At www.ParalympicSport.tv, viewers can catch the opening ceremonies, closing ceremonies, daily highlights and archived on-demand footage of specific competitions.

Can you name an Alpine ski racer who regularly flies down slopes at 60 miles an hour, who has organized a New England-based ski team and who has participated in world class games as both ski racer and coach? This could almost describe Bode Miller, but I'm talking about Christopher Devlin-Young, whose lower body is paralyzed and who has taken medals first as a stand-up disabled skier and later, after sports injuries and declining functionality, as a racer sitting down.

Why are the names Josh Sundquist, Laurie Stephens and Ralph Green not as well-known, say, as Michelle Kwan, Sasha Cohen or Bode Miller? As Rodney Dangerfield might have asked: Why do they get no respect?

Maybe I'm playing a bit of the Pollyanna here, but I'm still believing that the reason is more a matter of limited awareness and exposure than any real disdain. The stereotyped notions of blind and amputee and wheelchair simply don't jive in a lot of minds with flying down ski slopes and kicking butt — or hockey puck — on the ice.

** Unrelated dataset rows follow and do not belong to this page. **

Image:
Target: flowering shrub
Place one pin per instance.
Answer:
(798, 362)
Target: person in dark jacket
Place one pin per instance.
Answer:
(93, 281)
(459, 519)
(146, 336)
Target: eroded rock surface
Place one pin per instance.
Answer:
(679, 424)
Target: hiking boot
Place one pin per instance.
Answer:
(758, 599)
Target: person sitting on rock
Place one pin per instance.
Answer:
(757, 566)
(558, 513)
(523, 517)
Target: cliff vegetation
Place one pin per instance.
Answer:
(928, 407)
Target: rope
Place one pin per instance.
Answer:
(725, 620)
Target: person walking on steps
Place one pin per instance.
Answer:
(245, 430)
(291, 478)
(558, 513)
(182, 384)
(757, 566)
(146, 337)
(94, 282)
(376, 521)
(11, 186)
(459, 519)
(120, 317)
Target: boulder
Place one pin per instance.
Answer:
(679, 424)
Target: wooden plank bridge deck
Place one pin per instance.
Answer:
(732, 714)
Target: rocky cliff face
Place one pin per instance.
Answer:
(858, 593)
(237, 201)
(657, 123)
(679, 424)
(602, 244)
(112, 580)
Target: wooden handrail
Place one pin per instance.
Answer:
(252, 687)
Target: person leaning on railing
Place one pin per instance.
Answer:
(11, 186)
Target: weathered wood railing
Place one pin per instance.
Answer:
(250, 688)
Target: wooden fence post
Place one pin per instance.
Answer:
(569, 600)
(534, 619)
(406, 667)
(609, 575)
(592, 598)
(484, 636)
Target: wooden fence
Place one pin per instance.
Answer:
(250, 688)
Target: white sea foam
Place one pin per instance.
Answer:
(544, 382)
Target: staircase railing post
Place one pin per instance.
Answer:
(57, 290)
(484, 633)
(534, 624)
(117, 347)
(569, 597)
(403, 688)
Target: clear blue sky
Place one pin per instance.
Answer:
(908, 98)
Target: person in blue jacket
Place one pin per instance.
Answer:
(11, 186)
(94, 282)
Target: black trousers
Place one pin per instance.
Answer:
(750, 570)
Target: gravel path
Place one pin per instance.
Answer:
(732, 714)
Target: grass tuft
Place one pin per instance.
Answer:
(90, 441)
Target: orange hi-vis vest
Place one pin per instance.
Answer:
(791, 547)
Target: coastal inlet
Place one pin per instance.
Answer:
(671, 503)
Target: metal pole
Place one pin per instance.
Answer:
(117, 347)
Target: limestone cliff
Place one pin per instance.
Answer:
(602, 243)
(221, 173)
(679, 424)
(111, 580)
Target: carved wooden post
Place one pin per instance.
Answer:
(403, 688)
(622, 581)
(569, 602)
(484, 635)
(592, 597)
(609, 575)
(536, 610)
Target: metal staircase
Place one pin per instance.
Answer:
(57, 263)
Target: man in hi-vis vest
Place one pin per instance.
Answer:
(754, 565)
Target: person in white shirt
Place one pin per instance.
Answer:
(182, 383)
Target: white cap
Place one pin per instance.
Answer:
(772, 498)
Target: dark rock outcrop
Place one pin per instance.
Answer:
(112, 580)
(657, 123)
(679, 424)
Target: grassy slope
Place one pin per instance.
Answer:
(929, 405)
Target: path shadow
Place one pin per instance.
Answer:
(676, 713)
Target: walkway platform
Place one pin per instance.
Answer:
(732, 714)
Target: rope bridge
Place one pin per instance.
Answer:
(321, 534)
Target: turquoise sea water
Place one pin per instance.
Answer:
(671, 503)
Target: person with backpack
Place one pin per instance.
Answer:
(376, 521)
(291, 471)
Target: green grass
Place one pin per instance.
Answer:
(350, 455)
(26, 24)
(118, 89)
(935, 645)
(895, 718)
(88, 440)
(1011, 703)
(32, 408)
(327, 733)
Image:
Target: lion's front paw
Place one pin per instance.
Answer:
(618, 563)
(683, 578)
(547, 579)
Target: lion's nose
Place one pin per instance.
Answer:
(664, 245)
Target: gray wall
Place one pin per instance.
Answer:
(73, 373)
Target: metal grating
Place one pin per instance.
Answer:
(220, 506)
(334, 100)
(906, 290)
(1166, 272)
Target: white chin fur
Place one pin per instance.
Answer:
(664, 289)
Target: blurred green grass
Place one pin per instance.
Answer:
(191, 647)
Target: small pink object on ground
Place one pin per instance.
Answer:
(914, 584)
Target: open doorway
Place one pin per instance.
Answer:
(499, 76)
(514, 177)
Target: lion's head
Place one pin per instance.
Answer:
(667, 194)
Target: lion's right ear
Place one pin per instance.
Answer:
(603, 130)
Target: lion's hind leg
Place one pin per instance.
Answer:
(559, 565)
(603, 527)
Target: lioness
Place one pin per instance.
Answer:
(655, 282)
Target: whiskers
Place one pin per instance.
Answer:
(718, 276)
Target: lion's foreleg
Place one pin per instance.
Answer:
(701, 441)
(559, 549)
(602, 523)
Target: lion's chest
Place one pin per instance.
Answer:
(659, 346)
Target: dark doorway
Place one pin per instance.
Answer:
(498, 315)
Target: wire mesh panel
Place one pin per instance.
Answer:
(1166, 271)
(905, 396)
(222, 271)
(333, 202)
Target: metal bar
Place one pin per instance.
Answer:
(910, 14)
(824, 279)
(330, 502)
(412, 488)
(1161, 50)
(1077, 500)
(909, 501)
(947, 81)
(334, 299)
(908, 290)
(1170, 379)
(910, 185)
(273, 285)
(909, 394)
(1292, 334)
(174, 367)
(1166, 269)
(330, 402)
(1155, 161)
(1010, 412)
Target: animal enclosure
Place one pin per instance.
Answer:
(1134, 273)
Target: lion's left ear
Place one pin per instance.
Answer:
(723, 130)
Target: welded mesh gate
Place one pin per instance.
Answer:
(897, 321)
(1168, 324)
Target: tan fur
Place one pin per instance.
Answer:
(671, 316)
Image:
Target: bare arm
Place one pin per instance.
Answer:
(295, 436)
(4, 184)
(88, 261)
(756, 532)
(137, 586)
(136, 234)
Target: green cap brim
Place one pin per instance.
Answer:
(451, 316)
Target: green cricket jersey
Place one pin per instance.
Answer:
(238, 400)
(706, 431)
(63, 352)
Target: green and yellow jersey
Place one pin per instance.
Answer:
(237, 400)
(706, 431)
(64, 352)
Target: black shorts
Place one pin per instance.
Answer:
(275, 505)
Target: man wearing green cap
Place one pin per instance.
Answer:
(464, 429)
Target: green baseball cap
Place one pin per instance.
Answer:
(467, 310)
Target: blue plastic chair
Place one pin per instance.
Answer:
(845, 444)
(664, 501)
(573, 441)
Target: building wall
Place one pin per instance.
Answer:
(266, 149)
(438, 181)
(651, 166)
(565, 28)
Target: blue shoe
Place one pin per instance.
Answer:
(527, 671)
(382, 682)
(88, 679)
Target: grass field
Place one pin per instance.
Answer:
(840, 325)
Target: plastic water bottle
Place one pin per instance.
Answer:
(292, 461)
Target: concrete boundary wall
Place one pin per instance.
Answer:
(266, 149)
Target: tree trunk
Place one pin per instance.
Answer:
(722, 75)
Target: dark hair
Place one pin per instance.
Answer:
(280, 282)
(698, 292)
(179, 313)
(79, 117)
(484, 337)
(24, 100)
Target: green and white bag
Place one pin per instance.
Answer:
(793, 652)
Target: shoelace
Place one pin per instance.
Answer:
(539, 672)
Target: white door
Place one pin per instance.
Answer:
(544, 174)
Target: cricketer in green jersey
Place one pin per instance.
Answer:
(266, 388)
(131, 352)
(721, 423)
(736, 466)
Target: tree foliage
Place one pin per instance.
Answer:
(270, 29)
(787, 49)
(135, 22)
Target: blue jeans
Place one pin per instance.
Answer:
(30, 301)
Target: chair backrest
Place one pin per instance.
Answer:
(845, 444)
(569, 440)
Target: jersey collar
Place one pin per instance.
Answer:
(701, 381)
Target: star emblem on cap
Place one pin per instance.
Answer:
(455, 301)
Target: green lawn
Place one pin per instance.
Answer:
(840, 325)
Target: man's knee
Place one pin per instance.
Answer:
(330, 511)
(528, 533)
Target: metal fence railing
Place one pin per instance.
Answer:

But those notions are wrong and need serious adjustment.

Check out www.ParalympicSport.tv and see for yourself that Paralympians are first and foremost athletes and second, people with disabilities. Watch it long enough, get a handle on the toughness of these athletes and the triumph of their spirit and accomplishments, and then tell your friends. Then maybe when the 2008 Beijing games roll around, the Paralympics will get the airtime they deserve — and Olympics-viewing junkies will get an extra couple of weeks watching elite athletes on national TV.